A paper by researchers at University of Washington, Intel, and Dartmouth reports on Exploring Privacy Concerns about Personal Sensing. Some interesting data:
In some cases, concerns about seemingly invasive sensors could be mitigated by changing the length of time that data were retained. While nearly half of the participants were unwilling to use GPS if the raw data (e.g., the latitude and longitude coordinates) were kept, all but one participant were willing to use it if the raw data were kept only for as long as was necessary to calculate the characteristics of detected physical activities (e.g., distance or pace of a run), and then promptly discarded. The exact length of the data window that the participants thought was acceptable varied, but most who wanted data purging thought that retaining one to 10 minutes of raw data at a time, unless a physical activity is being detected, was reasonable.

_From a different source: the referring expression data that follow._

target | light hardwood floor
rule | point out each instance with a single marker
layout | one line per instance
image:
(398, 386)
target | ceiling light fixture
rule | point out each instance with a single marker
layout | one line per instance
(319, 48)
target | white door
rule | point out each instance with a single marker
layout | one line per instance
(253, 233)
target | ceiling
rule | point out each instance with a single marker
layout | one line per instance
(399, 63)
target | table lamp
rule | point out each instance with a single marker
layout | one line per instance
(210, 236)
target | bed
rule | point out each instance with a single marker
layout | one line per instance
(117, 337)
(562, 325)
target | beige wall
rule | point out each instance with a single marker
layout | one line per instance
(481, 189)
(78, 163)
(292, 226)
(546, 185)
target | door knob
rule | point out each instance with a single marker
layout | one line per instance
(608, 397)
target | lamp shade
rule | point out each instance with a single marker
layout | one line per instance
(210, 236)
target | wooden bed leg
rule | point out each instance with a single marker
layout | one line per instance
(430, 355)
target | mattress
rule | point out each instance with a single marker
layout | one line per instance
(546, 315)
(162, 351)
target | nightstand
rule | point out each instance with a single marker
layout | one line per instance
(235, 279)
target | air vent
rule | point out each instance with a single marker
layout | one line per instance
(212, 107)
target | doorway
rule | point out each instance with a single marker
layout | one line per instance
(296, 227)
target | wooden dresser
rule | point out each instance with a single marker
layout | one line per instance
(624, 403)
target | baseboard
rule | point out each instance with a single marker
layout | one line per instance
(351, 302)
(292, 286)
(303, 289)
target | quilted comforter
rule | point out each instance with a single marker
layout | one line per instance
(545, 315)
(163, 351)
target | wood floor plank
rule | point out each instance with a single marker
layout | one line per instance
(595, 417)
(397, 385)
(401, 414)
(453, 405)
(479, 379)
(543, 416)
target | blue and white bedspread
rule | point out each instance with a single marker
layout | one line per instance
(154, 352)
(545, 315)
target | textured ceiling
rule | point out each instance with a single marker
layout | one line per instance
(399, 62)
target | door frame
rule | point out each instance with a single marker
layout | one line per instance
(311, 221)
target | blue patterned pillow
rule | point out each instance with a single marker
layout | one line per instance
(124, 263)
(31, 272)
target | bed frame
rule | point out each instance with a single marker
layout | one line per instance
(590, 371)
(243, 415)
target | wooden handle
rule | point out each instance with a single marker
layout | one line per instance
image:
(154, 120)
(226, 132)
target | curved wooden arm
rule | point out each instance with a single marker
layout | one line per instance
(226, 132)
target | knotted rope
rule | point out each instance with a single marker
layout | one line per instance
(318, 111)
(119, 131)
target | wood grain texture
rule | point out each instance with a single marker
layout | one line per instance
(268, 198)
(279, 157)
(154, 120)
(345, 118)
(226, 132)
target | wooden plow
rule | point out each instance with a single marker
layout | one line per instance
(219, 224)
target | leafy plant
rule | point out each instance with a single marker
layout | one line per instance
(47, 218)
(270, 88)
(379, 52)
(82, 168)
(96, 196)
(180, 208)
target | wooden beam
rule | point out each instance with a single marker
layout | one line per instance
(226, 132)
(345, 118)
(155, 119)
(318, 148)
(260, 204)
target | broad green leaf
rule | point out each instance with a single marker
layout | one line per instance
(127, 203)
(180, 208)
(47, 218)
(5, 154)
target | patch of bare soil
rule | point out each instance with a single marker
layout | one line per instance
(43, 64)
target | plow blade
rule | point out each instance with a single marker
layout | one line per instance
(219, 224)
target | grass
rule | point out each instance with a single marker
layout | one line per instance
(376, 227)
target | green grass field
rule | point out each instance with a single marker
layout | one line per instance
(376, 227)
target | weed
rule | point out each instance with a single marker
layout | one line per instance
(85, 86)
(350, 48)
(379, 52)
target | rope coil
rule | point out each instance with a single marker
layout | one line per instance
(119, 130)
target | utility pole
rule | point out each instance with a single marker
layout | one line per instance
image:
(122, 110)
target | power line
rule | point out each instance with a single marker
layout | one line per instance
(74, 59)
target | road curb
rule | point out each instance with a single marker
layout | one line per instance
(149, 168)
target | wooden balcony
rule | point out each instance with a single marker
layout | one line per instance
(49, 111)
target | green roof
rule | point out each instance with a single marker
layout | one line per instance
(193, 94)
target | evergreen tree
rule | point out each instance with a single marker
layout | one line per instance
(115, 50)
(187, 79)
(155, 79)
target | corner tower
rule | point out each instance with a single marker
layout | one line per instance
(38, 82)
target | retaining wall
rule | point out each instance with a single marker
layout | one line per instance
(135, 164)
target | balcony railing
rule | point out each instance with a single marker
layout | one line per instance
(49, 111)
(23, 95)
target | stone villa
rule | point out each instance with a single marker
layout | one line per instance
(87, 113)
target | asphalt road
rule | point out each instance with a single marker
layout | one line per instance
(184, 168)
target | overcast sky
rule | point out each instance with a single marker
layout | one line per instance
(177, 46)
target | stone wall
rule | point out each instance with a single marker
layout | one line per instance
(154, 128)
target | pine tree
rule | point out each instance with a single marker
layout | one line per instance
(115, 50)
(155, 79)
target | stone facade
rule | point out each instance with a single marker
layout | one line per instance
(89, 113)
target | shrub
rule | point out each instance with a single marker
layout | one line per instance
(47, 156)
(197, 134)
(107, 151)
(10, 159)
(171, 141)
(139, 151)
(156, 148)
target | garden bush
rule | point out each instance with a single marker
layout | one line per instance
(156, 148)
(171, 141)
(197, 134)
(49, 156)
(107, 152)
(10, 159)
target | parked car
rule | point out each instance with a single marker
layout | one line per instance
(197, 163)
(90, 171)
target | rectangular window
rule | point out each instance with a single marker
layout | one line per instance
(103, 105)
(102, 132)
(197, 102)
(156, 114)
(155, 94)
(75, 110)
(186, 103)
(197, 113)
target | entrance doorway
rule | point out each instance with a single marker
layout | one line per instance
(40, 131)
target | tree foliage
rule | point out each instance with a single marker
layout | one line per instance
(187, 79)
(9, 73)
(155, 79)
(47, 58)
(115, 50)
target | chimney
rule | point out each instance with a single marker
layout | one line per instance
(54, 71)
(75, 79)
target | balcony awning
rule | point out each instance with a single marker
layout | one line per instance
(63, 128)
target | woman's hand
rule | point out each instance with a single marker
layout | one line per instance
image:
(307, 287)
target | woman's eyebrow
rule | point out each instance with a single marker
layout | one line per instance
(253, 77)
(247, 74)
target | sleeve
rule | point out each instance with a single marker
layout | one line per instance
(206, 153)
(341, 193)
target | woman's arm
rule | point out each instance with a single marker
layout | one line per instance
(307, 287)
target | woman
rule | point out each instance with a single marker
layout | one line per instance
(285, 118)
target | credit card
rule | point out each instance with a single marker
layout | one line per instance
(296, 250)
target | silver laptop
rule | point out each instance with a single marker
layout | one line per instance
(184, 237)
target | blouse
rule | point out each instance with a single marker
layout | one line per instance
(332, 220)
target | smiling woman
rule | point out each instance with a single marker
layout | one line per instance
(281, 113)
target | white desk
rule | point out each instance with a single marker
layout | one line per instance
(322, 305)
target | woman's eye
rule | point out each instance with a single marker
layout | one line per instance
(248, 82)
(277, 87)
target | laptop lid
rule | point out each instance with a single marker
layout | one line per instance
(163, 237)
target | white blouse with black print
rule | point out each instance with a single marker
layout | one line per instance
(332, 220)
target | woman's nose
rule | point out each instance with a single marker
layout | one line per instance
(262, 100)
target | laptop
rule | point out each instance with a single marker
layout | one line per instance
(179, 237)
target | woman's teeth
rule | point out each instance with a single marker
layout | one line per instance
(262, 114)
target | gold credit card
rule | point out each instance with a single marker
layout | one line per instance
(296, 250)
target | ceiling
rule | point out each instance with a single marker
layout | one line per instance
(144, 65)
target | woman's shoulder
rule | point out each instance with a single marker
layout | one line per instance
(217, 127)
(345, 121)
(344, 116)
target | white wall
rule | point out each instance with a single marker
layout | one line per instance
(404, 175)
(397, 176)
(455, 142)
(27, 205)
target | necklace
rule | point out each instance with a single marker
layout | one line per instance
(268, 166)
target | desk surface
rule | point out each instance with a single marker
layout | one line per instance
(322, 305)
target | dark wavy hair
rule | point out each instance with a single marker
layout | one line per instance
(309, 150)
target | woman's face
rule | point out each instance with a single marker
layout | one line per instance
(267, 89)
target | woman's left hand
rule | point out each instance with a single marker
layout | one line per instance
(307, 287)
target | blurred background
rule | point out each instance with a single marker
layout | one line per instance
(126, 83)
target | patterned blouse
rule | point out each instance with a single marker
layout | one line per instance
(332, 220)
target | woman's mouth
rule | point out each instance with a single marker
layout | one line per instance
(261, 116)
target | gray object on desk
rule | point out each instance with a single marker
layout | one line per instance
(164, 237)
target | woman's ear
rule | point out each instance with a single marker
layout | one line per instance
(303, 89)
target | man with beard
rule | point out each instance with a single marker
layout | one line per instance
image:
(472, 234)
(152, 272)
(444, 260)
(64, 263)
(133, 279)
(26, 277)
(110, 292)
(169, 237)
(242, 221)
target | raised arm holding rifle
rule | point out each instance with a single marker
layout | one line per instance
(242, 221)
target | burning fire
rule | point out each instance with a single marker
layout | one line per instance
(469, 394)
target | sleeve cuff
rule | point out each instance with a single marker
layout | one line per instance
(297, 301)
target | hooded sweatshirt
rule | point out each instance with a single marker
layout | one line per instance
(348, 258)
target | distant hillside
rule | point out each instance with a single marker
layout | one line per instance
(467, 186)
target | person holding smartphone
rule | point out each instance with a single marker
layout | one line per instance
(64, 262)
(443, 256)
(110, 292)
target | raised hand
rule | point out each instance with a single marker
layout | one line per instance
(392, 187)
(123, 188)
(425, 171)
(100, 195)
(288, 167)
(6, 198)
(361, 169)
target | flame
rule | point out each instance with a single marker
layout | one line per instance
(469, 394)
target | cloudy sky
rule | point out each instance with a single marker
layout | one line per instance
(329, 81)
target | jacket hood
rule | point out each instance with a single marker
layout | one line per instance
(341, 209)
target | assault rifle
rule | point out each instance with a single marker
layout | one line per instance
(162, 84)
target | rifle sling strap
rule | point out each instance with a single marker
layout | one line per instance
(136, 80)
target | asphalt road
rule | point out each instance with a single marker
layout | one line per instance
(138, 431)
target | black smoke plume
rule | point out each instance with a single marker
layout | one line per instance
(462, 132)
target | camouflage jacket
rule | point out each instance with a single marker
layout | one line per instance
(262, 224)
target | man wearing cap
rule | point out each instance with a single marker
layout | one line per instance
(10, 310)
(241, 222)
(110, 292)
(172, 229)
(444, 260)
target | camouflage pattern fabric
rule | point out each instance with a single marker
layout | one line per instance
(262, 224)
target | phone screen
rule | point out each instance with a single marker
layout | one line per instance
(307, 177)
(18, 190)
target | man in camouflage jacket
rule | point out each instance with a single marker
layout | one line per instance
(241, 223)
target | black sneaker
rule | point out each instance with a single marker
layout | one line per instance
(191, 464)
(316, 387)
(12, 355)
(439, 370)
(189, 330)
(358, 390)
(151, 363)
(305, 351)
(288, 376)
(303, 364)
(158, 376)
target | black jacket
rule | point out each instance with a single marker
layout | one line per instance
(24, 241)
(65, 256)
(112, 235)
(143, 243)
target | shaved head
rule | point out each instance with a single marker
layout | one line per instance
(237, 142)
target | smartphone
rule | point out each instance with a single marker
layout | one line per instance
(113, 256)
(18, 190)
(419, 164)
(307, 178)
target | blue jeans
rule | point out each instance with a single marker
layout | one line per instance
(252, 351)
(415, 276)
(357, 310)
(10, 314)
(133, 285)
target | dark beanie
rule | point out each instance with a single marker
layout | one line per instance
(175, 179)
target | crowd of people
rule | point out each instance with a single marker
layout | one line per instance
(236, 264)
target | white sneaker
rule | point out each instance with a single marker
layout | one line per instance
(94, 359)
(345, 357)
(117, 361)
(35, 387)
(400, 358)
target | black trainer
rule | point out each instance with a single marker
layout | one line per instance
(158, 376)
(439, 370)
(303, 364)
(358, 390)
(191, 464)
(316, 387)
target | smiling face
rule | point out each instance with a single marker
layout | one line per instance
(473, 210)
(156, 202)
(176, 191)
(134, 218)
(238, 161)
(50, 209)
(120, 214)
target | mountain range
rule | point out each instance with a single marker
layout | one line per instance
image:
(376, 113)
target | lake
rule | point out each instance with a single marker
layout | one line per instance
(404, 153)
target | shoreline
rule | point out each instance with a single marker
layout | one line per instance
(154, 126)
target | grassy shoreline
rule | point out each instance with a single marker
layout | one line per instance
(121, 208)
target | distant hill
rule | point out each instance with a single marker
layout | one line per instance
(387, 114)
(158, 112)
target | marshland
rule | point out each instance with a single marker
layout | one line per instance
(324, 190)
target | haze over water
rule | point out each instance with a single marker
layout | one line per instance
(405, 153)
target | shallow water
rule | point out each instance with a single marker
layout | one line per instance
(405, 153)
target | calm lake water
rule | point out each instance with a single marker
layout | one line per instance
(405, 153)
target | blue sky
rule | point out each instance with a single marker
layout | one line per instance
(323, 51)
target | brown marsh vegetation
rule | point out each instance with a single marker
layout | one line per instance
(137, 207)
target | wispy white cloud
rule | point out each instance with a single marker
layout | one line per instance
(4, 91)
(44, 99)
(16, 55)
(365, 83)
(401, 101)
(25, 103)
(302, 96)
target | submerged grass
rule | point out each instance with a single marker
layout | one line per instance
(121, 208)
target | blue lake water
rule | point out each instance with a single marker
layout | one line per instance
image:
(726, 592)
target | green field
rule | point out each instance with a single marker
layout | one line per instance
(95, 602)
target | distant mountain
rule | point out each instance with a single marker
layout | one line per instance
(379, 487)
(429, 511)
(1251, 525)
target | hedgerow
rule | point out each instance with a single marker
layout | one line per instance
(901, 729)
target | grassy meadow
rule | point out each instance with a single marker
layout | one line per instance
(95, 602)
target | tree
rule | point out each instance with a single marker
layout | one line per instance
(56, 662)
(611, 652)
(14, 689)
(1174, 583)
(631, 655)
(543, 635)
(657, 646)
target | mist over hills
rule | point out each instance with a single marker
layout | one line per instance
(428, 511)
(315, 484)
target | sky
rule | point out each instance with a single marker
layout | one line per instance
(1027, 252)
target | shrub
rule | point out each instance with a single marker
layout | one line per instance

We found similar results for audio. A sliding data window of no more than one minute at a time of raw audio data was acceptable to 29% (7 of 24) of participants, although the majority (71%) found recording of any raw audio too invasive. Filtered audio fared better, however. If only a 10 minute sliding window of filtered audio was being saved, except for times when a physical activity is being detected, 62.5% (15 of 24) of participants were willing to use the microphone to get better activity detection.
And some recommendations:
Our results suggest at least three ways in which the acceptability of sensing can be increased, while respecting privacy. First, sensor data should be saved only when relevant activities are taking place. Results for both GPS and audio revealed that continuously purging the raw data increased user acceptance of both sensors. Second, whenever possible, a system’s core functionality should be based on minimallyinvasive sensing. The users can then be given a choice to decide whether to enable additional functionality that might require more invasive sensors. Physical activity detection, much of which can be done with a simple 3-D accelerometer, is a good example of a domain where such graded sensing could be implemented. And third, researchers should explore ways to capture only those features of the sensor data that are truly necessary for a given application. This means, however, that sensor systems might need to have enough computational power to perform onboard processing so that each application that uses a sensor can capture only the information that it needs.
We also note that users can make informed privacy trade-offs only if they understand what the technology is doing, why, and what the potential privacy and security implications are. Building visibility into systems so that users can see and control what data is being recorded and for how long supports informed use. Determining how this can best be done is a difficult, but important, design challenge.
More work along these lines, please. —Chris Peterson